The draft specifies that transactions involving digital commodities will not be regarded as securities, as long as these transactions do not provide buyers with any ownership interest in the issuer’s business, profits, or assets.

Proposed Legislation Clarifies Crypto Transactions
This proposed bill suggests that transactions involving the purchase or sale of digital commodities on the secondary market—rather than from the issuer directly—won’t automatically trigger U.S. securities regulations unless they confer some ownership or claim on the company’s assets or profits. This distinction is vital to create a more favorable environment for cryptocurrency trading and investment.
The draft includes several significant amendments to current laws, especially the Securities Investor Protection Act of 1970. Importantly, it redefines “investment contracts” to exclude specific digital commodities from the securities definition.
This means that transactions involving crypto assets in the secondary market may not be subject to the strict regulations generally applied under acts such as the Securities Act of 1933 and the Investment Advisers Act of 1940.
Matthew Sigel of VanEck Discusses Key Changes
Matthew Sigel, head of digital asset research at VanEck, summarized the key aspects of the draft bill, pointing out several transformative elements.
A significant change is the removal of income and wealth restrictions for retail investors, broadening the market’s audience. Additionally, the bill stops the requirement for accredited investor checks, easing access to crypto investments.
Another crucial point is the introduction of a clear decentralization test, which mandates that no single entity has complete control over a digital commodity. Projects failing this standard will be closely monitored, as any holder owning more than 10% of the project must be disclosed when it remains centralized.

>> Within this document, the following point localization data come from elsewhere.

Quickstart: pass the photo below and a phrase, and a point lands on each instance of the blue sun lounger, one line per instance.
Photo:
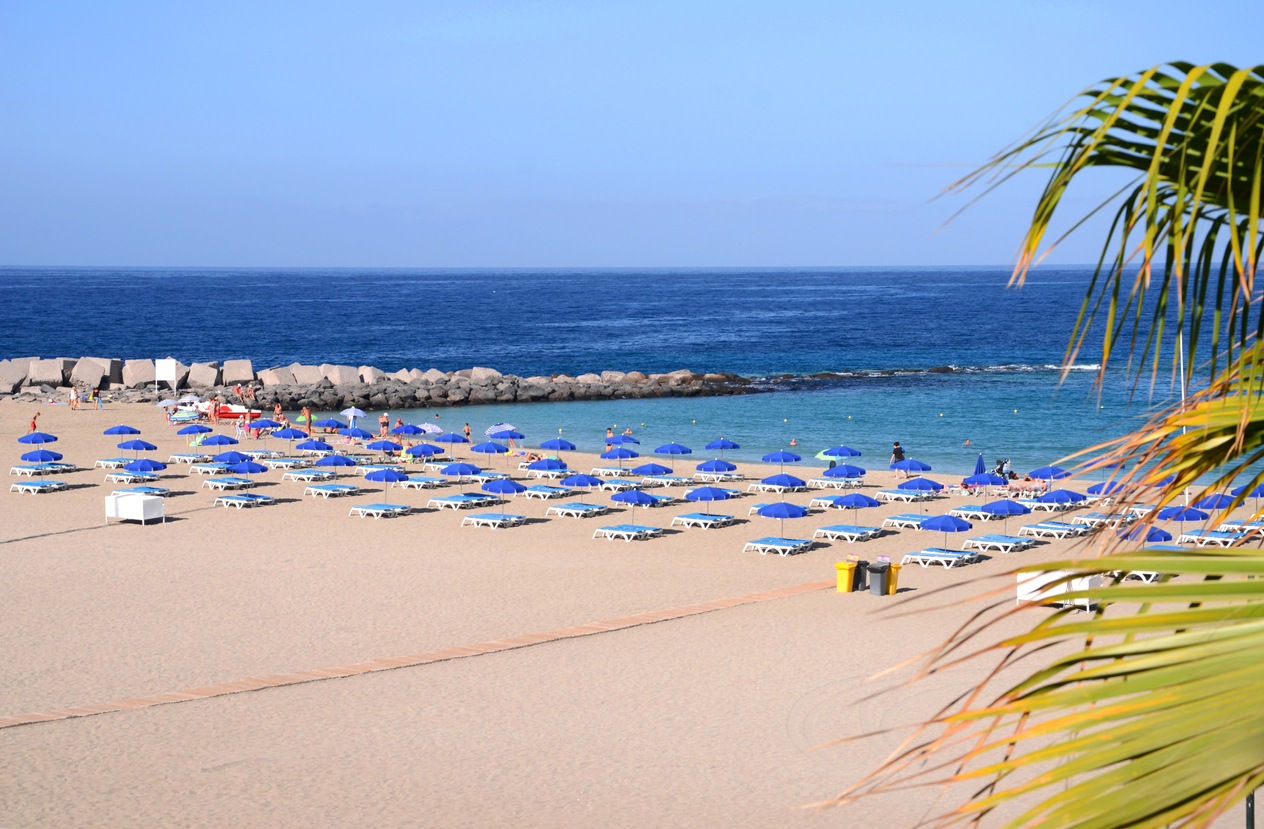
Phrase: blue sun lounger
(228, 483)
(780, 546)
(905, 521)
(847, 532)
(493, 520)
(577, 509)
(627, 532)
(381, 511)
(938, 555)
(707, 521)
(36, 487)
(330, 490)
(143, 490)
(243, 499)
(545, 492)
(996, 541)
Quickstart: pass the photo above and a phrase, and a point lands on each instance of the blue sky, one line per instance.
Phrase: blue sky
(537, 134)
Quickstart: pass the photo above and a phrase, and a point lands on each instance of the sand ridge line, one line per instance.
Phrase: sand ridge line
(389, 664)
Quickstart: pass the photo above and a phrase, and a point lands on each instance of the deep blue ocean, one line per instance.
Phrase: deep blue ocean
(1005, 397)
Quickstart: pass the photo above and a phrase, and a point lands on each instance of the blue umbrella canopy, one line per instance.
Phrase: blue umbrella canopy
(1212, 502)
(856, 501)
(1061, 497)
(1049, 473)
(844, 470)
(633, 497)
(37, 439)
(1182, 513)
(783, 480)
(144, 465)
(1139, 533)
(922, 484)
(503, 487)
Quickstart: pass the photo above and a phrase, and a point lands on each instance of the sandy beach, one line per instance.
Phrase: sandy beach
(702, 720)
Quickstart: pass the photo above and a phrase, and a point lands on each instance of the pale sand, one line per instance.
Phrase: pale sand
(697, 722)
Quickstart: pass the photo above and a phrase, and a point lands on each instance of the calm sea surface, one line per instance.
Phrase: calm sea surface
(1005, 397)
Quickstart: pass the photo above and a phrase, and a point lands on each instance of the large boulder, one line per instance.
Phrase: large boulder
(340, 374)
(306, 374)
(89, 373)
(237, 372)
(49, 372)
(138, 373)
(278, 375)
(204, 374)
(483, 375)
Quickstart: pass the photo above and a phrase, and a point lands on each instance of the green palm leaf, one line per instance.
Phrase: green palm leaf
(1148, 712)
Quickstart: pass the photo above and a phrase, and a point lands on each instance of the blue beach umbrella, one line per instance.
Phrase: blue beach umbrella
(633, 498)
(708, 494)
(386, 477)
(1061, 497)
(855, 501)
(920, 484)
(1049, 473)
(844, 470)
(144, 465)
(781, 479)
(781, 511)
(503, 487)
(946, 525)
(1214, 502)
(1149, 536)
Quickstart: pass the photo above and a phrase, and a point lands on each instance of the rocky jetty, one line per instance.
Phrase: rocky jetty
(334, 387)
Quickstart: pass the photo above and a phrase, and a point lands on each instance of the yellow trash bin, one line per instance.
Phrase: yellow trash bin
(846, 575)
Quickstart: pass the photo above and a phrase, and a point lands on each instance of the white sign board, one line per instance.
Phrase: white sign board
(164, 372)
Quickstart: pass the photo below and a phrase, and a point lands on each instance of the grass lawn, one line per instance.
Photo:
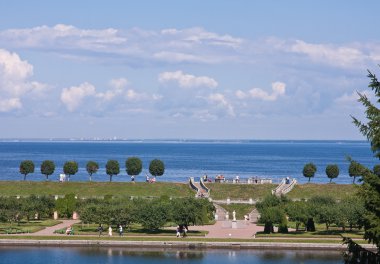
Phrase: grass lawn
(240, 209)
(95, 189)
(26, 227)
(306, 191)
(133, 230)
(221, 191)
(173, 238)
(317, 234)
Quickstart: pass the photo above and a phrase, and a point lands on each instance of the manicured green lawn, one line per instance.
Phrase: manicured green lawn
(306, 191)
(220, 191)
(95, 189)
(26, 227)
(173, 238)
(133, 230)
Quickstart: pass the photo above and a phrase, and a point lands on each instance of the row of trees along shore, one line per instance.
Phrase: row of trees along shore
(150, 213)
(332, 170)
(133, 167)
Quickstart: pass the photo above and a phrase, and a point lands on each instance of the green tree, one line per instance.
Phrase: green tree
(133, 166)
(70, 168)
(191, 211)
(47, 168)
(152, 215)
(156, 167)
(26, 167)
(112, 168)
(298, 213)
(92, 167)
(355, 169)
(309, 170)
(271, 216)
(66, 206)
(376, 169)
(332, 171)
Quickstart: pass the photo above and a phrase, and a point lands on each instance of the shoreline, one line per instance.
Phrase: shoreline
(177, 244)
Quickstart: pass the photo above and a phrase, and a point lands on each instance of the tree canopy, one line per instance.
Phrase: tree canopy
(92, 167)
(47, 168)
(26, 167)
(309, 170)
(355, 169)
(112, 168)
(332, 171)
(70, 168)
(156, 167)
(133, 166)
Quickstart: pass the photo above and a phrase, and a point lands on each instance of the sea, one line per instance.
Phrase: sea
(189, 158)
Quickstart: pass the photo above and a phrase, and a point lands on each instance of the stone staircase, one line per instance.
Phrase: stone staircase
(284, 188)
(200, 188)
(254, 216)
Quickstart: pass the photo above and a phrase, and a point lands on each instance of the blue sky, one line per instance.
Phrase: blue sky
(185, 69)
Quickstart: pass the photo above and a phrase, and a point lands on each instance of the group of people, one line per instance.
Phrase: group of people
(206, 178)
(181, 231)
(150, 180)
(69, 230)
(101, 229)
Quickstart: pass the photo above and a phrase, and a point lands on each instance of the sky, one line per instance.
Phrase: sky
(186, 69)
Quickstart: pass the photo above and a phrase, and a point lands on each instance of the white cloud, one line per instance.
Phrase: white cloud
(7, 105)
(117, 89)
(119, 83)
(347, 98)
(187, 80)
(14, 80)
(220, 100)
(342, 56)
(192, 45)
(132, 95)
(72, 97)
(278, 89)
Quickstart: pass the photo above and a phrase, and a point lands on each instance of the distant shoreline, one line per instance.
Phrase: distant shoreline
(116, 140)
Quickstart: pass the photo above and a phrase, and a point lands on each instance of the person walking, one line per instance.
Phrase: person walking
(100, 229)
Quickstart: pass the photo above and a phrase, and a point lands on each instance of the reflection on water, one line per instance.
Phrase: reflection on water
(111, 255)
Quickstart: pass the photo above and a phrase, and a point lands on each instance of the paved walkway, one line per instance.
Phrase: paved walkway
(223, 229)
(49, 231)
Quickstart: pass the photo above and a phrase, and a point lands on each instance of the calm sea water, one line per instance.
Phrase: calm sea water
(267, 159)
(58, 255)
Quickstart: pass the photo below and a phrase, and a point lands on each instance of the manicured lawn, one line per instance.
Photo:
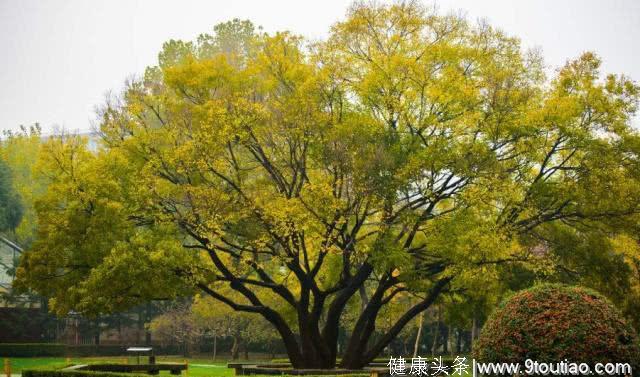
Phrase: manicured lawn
(198, 367)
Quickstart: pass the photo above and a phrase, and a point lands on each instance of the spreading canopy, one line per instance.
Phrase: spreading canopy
(408, 154)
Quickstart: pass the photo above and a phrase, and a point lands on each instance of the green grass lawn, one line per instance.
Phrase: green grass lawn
(198, 367)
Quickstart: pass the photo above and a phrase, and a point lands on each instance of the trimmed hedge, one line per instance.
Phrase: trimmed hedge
(553, 322)
(31, 349)
(75, 373)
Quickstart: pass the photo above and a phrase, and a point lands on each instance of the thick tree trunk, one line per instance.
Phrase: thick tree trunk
(361, 359)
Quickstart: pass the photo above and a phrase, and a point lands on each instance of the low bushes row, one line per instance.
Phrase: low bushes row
(75, 373)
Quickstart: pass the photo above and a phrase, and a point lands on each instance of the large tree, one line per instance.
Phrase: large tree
(407, 155)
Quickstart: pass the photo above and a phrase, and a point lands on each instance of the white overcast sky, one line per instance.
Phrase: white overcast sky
(59, 58)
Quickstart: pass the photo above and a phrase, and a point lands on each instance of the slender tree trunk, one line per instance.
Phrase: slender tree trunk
(416, 346)
(474, 331)
(436, 332)
(234, 349)
(215, 346)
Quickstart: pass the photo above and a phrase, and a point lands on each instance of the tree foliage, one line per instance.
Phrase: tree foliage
(407, 155)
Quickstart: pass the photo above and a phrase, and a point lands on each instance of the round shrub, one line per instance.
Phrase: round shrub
(551, 322)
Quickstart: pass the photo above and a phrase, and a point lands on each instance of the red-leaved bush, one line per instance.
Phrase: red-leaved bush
(551, 323)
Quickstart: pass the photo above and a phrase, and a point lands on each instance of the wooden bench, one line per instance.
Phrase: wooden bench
(173, 368)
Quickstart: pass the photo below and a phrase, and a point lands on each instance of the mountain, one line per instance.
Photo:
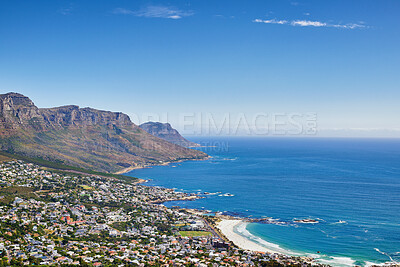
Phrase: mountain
(166, 132)
(83, 137)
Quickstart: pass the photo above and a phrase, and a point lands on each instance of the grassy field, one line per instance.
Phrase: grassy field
(194, 233)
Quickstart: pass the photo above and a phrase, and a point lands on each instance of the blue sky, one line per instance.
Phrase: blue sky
(338, 59)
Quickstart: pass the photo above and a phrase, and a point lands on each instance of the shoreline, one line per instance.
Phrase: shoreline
(227, 225)
(129, 169)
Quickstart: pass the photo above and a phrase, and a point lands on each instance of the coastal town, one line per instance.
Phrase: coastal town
(49, 217)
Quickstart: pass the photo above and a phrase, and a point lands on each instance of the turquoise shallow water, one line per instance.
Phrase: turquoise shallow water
(351, 186)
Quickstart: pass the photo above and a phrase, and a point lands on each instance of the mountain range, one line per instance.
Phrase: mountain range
(83, 137)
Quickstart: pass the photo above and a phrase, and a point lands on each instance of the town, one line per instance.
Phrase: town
(48, 217)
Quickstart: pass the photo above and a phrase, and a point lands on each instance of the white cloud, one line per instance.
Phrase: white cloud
(155, 12)
(310, 23)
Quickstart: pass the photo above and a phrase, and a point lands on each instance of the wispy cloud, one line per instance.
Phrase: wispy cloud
(310, 23)
(66, 10)
(155, 12)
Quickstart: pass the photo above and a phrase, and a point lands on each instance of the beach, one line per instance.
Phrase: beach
(227, 228)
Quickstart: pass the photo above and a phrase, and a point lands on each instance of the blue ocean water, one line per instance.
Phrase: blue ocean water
(351, 186)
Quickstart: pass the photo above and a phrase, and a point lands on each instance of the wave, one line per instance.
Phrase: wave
(384, 253)
(338, 261)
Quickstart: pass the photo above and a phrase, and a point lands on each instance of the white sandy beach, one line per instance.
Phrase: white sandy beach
(227, 228)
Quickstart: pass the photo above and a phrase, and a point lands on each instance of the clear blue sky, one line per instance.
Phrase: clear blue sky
(339, 59)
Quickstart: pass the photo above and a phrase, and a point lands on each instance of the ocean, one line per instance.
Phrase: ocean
(350, 186)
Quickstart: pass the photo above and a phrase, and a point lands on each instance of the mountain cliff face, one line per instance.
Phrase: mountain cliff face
(166, 132)
(83, 137)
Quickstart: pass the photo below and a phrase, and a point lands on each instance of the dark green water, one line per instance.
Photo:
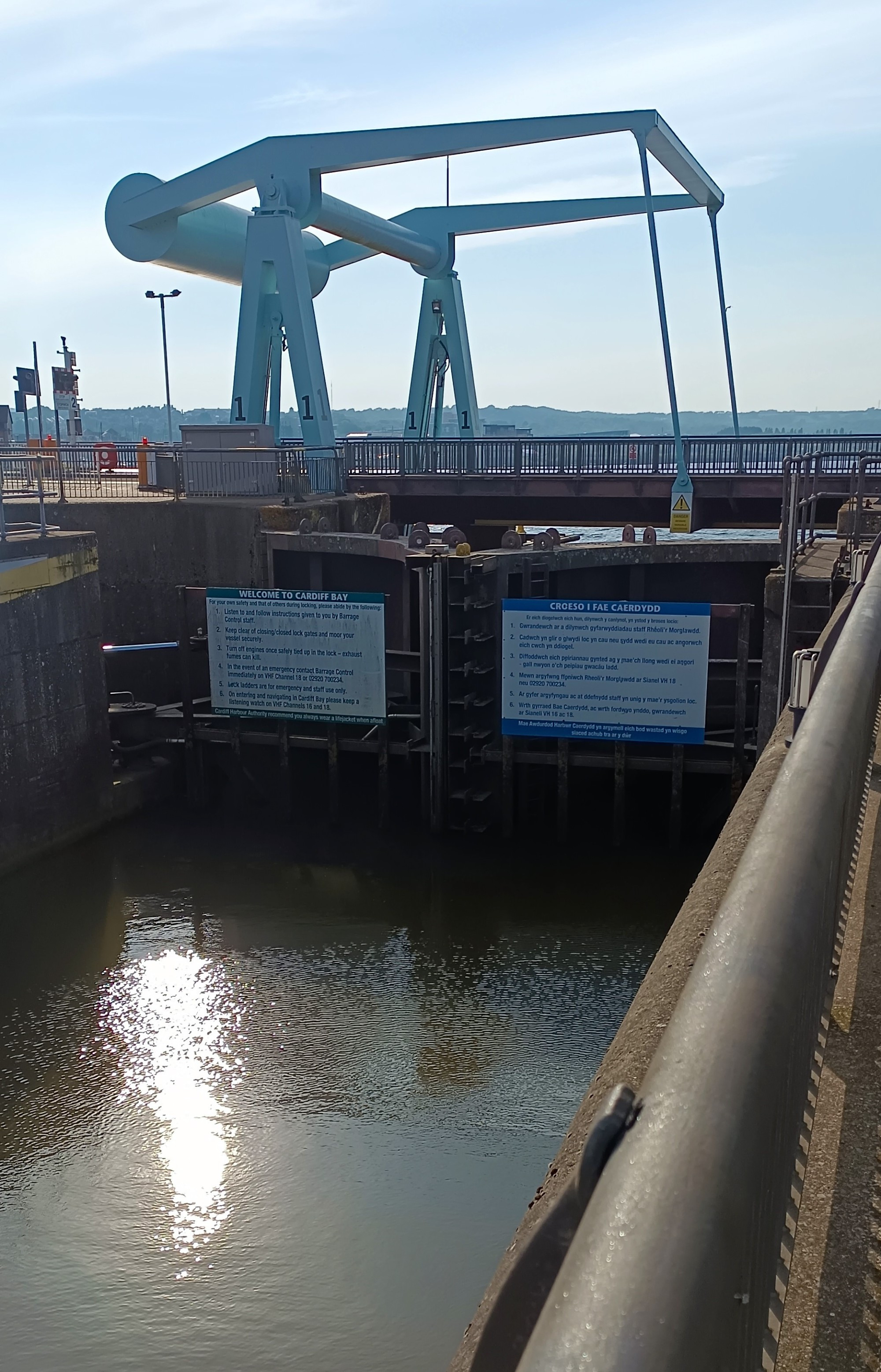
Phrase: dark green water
(267, 1108)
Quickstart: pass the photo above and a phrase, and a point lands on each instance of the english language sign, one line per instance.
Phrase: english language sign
(298, 655)
(617, 670)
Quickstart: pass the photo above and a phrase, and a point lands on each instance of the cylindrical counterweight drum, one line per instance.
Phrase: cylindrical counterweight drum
(207, 242)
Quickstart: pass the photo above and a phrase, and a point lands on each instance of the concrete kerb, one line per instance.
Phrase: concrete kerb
(637, 1039)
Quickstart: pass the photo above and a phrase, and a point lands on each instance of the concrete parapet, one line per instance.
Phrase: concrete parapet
(640, 1034)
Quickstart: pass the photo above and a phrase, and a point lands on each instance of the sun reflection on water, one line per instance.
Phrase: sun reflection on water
(176, 1027)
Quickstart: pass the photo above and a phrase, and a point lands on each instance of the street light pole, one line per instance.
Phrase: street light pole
(161, 297)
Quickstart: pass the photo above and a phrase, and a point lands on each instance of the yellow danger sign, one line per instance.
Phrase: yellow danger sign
(681, 516)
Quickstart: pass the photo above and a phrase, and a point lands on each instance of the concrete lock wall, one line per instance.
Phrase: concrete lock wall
(56, 770)
(147, 548)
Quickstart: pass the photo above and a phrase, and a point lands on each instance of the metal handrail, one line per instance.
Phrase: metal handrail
(676, 1261)
(25, 477)
(585, 456)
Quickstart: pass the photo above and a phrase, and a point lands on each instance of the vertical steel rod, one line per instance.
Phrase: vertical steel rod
(438, 699)
(739, 758)
(187, 711)
(382, 733)
(618, 811)
(508, 780)
(425, 692)
(285, 765)
(676, 796)
(662, 312)
(333, 774)
(713, 214)
(37, 397)
(165, 361)
(563, 789)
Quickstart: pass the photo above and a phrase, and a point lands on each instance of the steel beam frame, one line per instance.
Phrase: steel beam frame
(287, 172)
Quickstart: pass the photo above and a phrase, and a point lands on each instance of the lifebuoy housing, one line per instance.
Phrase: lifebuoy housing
(106, 456)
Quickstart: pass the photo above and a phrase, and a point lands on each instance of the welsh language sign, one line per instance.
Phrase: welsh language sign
(619, 670)
(298, 655)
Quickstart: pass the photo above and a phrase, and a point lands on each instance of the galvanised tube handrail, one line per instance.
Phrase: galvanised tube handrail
(585, 456)
(674, 1263)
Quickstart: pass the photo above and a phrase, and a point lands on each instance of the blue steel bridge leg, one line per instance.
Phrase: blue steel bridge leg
(682, 494)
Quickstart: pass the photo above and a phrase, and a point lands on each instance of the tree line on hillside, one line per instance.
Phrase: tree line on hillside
(130, 426)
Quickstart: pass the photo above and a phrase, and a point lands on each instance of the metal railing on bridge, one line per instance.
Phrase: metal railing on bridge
(714, 456)
(120, 471)
(127, 471)
(688, 1197)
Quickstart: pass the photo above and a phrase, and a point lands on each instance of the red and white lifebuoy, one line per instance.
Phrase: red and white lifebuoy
(106, 456)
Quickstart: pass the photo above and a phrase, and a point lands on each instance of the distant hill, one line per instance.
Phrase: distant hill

The bill also extends exemptions to decentralized finance (DeFi) protocols, provided they do not hold user funds or exercise discretion over them.
Additionally, the draft clarifies the definition of stablecoins without classifying them as securities, offering important clarity for these increasing digital asset trends. It outlines an optional early registration process for issuers and stresses the need for collaborative rulemaking between the SEC and the Commodity Futures Trading Commission (CFTC), indicating a cooperative approach to crypto regulation.